別の中堅私立大学で勤務する教員のBさん(40代・文学部准教授)は、学生の「推し活」が“バ畜”化につながるひとつの要因になっているのではないか、と指摘する。
「学生たちと話していると、『夏休みはほぼフルでバイトをしていた』『ラーメン屋、居酒屋、ランジェリーショップの3つのアルバイトを掛け持ちしている』といった声を耳にします。こうした学業よりもアルバイトを優先させるような若者は、おそらく昔から存在したでしょう。しかし、今“バ畜”という言葉が注目されているように、学生たちが過度に長時間労働に駆り立てられる現状があるというのがポイントだと思います。
学生とこの話題について話をしたところ、聞こえてきたのが、お金を稼ぐ理由としての『推し活』でした。メジャーなアイドルだけでなく、なかには新大久保の小さなライブハウスで活動する韓国人の地下アイドルに貢ぐためにバイトしている、という女子学生もいました」(Bさん)
さらに問題含みの理由を挙げる学生もいるという。

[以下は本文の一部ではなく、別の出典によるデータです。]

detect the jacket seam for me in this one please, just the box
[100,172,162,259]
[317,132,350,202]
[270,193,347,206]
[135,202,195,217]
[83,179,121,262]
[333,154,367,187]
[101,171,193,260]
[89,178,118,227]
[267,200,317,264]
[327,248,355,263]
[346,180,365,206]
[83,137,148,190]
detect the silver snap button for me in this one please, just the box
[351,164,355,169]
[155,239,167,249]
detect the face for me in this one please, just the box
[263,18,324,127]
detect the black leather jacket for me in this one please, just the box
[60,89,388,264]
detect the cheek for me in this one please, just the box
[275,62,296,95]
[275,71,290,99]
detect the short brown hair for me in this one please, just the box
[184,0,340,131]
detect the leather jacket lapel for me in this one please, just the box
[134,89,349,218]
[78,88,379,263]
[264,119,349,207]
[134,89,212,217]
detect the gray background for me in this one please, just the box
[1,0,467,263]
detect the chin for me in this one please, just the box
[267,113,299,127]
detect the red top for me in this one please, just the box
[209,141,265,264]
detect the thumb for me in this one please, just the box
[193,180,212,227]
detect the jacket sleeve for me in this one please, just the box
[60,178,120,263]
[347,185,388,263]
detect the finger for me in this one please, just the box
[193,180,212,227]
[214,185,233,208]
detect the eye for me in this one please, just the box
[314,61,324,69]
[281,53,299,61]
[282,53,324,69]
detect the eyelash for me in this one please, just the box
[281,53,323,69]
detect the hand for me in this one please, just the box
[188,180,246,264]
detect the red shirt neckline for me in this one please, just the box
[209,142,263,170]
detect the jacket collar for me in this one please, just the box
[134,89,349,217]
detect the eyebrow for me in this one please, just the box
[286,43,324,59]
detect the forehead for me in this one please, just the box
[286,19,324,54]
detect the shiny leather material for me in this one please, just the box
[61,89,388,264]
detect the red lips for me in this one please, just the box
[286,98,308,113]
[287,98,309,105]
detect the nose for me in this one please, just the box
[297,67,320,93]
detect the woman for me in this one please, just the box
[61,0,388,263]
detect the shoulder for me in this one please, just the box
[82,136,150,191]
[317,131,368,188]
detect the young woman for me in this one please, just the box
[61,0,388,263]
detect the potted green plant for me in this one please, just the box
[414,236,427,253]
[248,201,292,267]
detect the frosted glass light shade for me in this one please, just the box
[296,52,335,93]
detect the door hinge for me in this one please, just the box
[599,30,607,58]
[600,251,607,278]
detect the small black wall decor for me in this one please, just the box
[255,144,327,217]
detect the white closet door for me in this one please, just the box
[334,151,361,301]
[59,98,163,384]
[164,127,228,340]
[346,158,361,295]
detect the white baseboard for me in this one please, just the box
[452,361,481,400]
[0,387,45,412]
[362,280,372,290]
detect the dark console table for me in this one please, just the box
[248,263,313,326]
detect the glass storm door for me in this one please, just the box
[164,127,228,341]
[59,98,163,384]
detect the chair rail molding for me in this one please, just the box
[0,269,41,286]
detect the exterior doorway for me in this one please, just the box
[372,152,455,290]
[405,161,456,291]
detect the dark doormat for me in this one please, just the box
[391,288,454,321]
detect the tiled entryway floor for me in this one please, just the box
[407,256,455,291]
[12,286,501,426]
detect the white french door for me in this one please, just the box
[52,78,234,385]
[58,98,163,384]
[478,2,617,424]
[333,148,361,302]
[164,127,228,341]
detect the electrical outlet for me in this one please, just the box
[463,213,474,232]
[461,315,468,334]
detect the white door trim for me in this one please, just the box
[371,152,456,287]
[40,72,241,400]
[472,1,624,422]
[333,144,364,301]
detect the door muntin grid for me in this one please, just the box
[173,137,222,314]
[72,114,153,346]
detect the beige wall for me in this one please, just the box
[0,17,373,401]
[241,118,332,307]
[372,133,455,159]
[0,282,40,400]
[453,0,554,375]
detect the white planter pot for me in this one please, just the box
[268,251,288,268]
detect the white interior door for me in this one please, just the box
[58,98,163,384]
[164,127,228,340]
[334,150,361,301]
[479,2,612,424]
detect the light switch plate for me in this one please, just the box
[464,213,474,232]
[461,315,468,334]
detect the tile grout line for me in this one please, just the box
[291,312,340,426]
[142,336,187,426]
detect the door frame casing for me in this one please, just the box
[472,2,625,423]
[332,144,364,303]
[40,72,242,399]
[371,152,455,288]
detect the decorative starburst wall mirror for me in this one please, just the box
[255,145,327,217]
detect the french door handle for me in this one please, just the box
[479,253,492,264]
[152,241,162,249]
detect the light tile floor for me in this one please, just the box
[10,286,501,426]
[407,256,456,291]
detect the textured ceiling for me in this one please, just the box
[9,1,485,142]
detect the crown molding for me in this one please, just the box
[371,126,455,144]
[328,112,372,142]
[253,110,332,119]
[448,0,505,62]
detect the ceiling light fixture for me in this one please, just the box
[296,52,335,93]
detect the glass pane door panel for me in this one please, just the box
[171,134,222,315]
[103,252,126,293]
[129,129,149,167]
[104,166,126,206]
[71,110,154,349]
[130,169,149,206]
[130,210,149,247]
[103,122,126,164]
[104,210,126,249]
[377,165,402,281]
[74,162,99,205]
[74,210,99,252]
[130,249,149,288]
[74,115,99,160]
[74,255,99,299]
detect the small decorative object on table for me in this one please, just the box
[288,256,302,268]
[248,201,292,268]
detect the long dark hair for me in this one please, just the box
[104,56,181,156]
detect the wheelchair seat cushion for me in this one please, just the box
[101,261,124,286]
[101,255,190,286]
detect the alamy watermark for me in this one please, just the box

Bさんが続ける。
「とくに問題だと感じたのは、『男性アイドルの公演や舞台の全日程に入るために、高額の転売チケットを購入したいから』という女子学生の声でした。転売チケットを購入することが悪いことだという認識が彼女にはないのかもしれませんが、平気な顔で、堂々と大学の教員に話してしまうところに、推し活に全てを捧げてしまう危うさを感じました。
転売チケットの売買はいけないことだと指摘をすると、『パパ活や新大久保の立ちんぼをしている人よりはマシ』という返答が……。稼いだお金の使い道の是非ではなく、アルバイトを頑張って稼いだから正当化される、という自己欺瞞に陥っているようです。大学の授業に出ないでアルバイトに励むことを武勇伝のように語る学生もおり、“バ畜”という言葉がカジュアルに広まってしまうことを懸念しています」(同前)
厚生労働省は、1ヶ月の残業時間が80時間以上であることを過労死基準として定義している。長時間労働による慢性的な眠不足や疲労によるストレスは、心身ともにネガティブな影響を及ぼす。日々学生と接する大学教員たちも、“バ畜”化傾向に様々な懸念を感じているようだ。